MaartenGr / PolyFuzz

Fuzzy string matching, grouping, and evaluation.
https://maartengr.github.io/PolyFuzz/
MIT License
733 stars 67 forks source link

Extreme memory use in TFIDF matcher in 0.3 #20

Closed adamskogman closed 3 years ago

adamskogman commented 3 years ago
tfidf = TFIDF(n_gram_range=(3, 3), model_id='normalize', min_similarity=0.94)
model = PolyFuzz(tfidf)
model.match(source_names, target_names)

Using polyfuzz[fast]

source is ~2500 names, target is ~1.5 million names.

In 0.2.2, this runs well, and the memory size of Python goes from 1 GB to 1.5 GB during this operation.

In 0.3, the memory of the process goes up to 40GB (fourty!).

Yes, I have a big laptop.

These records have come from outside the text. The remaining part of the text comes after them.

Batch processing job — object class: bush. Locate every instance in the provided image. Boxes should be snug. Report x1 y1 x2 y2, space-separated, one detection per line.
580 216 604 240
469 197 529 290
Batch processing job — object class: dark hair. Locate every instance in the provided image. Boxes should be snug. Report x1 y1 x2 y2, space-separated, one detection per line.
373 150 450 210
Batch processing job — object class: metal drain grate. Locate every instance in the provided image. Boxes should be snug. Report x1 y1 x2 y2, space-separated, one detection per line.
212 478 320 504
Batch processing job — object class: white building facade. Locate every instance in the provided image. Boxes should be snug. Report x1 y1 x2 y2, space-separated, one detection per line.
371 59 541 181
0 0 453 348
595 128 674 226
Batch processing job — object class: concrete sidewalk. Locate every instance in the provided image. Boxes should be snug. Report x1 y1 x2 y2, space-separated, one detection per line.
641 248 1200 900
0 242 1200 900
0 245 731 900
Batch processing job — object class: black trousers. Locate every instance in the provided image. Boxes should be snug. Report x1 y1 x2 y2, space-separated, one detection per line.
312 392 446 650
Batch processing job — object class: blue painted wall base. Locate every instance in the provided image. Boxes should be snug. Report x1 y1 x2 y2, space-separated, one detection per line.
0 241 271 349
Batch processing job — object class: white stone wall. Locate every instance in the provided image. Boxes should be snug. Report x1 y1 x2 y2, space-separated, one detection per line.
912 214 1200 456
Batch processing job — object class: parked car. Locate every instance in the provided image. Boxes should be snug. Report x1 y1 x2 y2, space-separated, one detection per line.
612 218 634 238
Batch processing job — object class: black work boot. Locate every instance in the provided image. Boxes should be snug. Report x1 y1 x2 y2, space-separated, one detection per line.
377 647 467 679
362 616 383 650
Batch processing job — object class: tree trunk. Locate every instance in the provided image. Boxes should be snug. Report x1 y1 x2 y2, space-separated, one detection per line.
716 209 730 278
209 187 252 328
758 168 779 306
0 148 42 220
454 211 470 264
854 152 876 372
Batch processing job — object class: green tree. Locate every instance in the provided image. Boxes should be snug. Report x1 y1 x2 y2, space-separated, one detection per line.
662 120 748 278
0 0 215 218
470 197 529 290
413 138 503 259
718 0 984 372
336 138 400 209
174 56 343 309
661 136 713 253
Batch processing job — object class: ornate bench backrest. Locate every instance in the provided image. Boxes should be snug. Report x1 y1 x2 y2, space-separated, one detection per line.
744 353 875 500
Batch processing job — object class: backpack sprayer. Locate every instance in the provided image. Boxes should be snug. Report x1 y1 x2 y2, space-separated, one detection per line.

But this fails in Docker, which has a hard cap of 4 GB in our case.

MaartenGr commented 3 years ago

I think it is trying to go from the sparse TF-IDF matrix to a normal numpy array which makes the memory usage explode:

https://github.com/MaartenGr/PolyFuzz/blob/a60dfc62e9b31e188490ebabd1c9481d58f7732b/polyfuzz/models/_utils.py#L88-L89

For now, I would suggest either using 0.2.2 or use method="knn" or method="sklearn".

I will try to see if it is possible to fix this issue whilst still keeping it possible to select a top_n.

MaartenGr commented 3 years ago

@adamskogman Just updated PolyFuzzy to 0.3.2 which should fix your issue. Let me know if it does not work!